SIAI spent a decade building up awareness of the problems that arise from superintelligent machine agents. MIRI has presumed from the start that the way to counteract this threat is to build a provably-safe agent. I have argued that this is the wrong lesson to draw -- the better path forward is to not create non-human agents of any type, at all!
I wouldn't say that the time studying AIXI-like models is completely wasted, even if real AGIs turned out to have very little to do with AIXI. Even if AIXI approximation isn't the way that actual AGI will be built, to the extent that the behavior of a rational agent resembles the model of AIXI, studying models of AIXI can still give hints of what need to be considered in AGI design. lukeprog and Bill Hibbard advanced this argument in Exploratory Engineering in AI:
I think a very important application of AI safety ideas is self driving cars.
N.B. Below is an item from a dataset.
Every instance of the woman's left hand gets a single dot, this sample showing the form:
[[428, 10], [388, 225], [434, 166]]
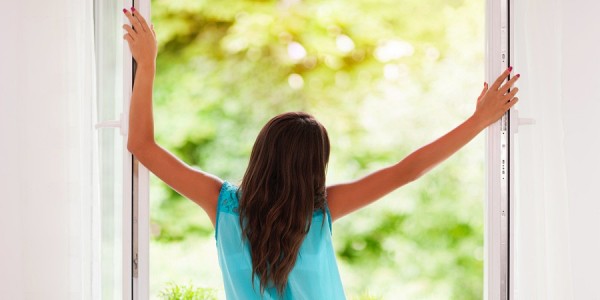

This is a domain where traditional AI methods aren't straightforwardly applied. You can't merely have an algorithm take in input and predict what a human would do. Otherwise it will just drive like it predicts a human would. You can't have it get in accidents, so training data is limited.
As people have said at length, AIXI is not a solution even in principle. Hence MIRI's work on an actual theory of AI and FAI. Speaking of, I've said this before, but I'll state it now more starkly: your timeline seems as delusional to me as MIRI apparently seems to you.
That's great, I'd love to engage with you on that. What timeline would you give higher probability to, and why?
I roughly agree with Luke - that would be the director of MIRI - in placing the median close to 2070.
What about the second half of the question, why?